Category 5 is the most extreme classification on the Saffir-Simpson scale, reserved for storms with sustained winds above 157 mph—powerful enough to level homes and infrastructure. Melissa more than doubled in strength over the weekend, increasing its winds by 70 mph in just 24 hours. The outer bands of the storm have already lashing Jamaica with wind and rain, and the National Hurricane Center warned that Melissa can potentially cause “extensive infrastructure damage” that will cut off communities.
Daryl Vaz, Jamaica’s transport minister, warned that Melissa could be the island’s most powerful hurricane in decades, with cleanup efforts likely hindered by flooding, landslides, and impassable roads. “Don’t make foolish decisions. We are in a very, very serious time over the next few days.”
Mandatory evacuation orders have been issued for vulnerable coastal areas of Jamaica ahead of what will likely be the strongest storm on record to hit the country. Melissa is expected to be the strongest storm to hit Jamaica since Hurricane Gilbert in 1988 and has already killed three people in Haiti and one person in the Dominican Republic.
Western Haiti could receive up to 16 inches of rain, bringing a severe risk of flash floods and landslides, the hurricane center said. The storm has already killed at least three people in Haiti and one in the Dominican Republic, where another person remains missing.
Desmond McKenzie, deputy chairman of Jamaica’s Disaster Risk Management Council, said in a statement: “I want to urge Jamaicans to take this seriously. Do not gamble with Melissa. It’s not a safe bet.”
Forecasters said the storm surge along Jamaica’s southern coast could reach 13 feet above ground level near and east of where Melissa makes landfall. Across Kingston and other areas, residents filled sandbags and cleared drains as crews prepared flood channels.
Melissa was also expected to make another landfall Tuesday in eastern Cuba. Hurricane warnings were issued for Granma, Santiago de Cuba, Guantánamo, and Holguín provinces, with up to 20 inches of rain and dangerous coastal flooding anticipated. About 1,000 U.S. military personnel were evacuated from Guantanamo Bay, Cuba and Navy ships in the area were moved out of the storm’s path, a U.S. defense official told CBS News.
In the Dominican Republic, heavy rainfall damaged more than 750 homes and displaced over 3,700 people, officials said. Schools and government offices in several provinces under red alert remained closed Monday, and flooding cut access to at least 48 communities.
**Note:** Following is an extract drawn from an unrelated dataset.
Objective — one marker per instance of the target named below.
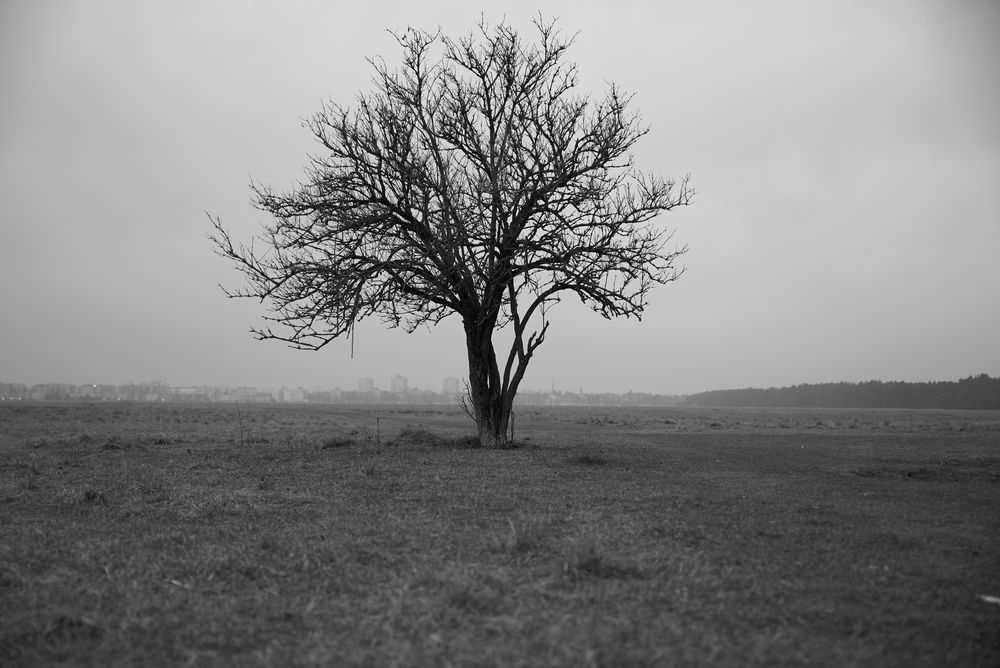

In Haiti, the storm destroyed crops across multiple regions, including 37 acres of maize, worsening an already dire food crisis. More than 5.7 million Haitians face crisis-level hunger, with 1.9 million at emergency levels, according to the U.N. Food and Agriculture Organization. Forecasters warned Melissa would continue to unleash torrential rain over southern Haiti and the southern Dominican Republic in the coming days, heightening the risk of additional flooding and damage.